IV.
-x-
When I see Abby the next day, it's not in the lab, but I am still at her apartment.
"You mind staying with me? Today? Tonight? I mean, just staying, nothing else. I'm still a bit afraid," she told me when I was about to leave. So I stayed. And only stayed. In the morning I leave for my hotel to change and have a shower and we meet at the lab again.
Abby has already started to see through the evidences of the case they want my help with, and there's a stack of files waiting for me. We work by ourselves for most of the day. When in the afternoon Abby presents her first results, I see a completely different Abby. Self-confident and very professional.

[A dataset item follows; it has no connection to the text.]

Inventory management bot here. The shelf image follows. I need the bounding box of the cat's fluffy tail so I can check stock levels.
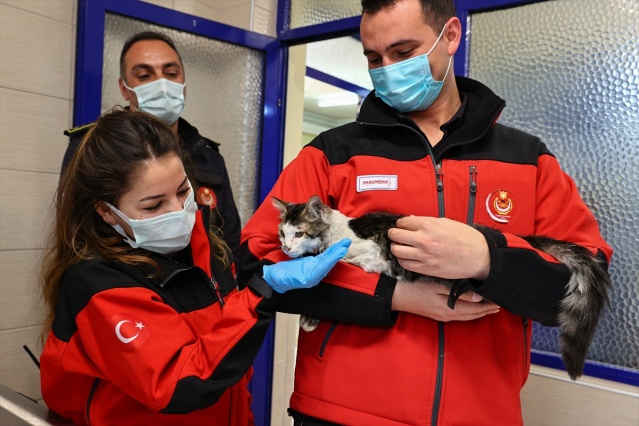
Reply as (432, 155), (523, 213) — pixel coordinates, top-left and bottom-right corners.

She talks fast. Full stops do not seem to belong to her active vocabulary.
I however try to follow her elaborations. Yet, I don't understand half of what she is talking about, but she is good. Very good. Convincing.
When she has finished, she looks at my blank face and knows, "You didn't understand it."
It's not a question and I don't hide how lost I am.
"Nope." Pinching my lips I look her in the eye and she tries to find out, by looking in mine, squinting, where exactly I lost her. I never thought it possible, but she accomplishes the task better than I would have been able to myself.
"Okay." She starts anew, this time way more understandable.
She's amused. And so am I.
"Feeling better?" I ask when we are finished discussing our findings.
She nods. "Thanks," she smiles.
It takes three more days to run a few more tests and solve the case.
-x-
Abby and I get along great. I don't know what it is that makes talking with her so easy. Besides, I feel a little responsible for her, protective even. I want to make sure she is okay.
"Take care, Abby," I tell her when I am leaving for D.C..
She hugs me and promises to call whenever she needs help. Forensics-wise she offers to help whenever I get stuck with a case. So even when I come back to D.C., I continue to ask Abby for advice on forensic stuff.
In between my various missions to Europe and Russia, it must have been quite a number of times and considerable outcome, because when our lab-tech leaves only a few weeks after I returned to D.C., the Director sends me to ask Abby if she is interested in working at NCIS headquarters.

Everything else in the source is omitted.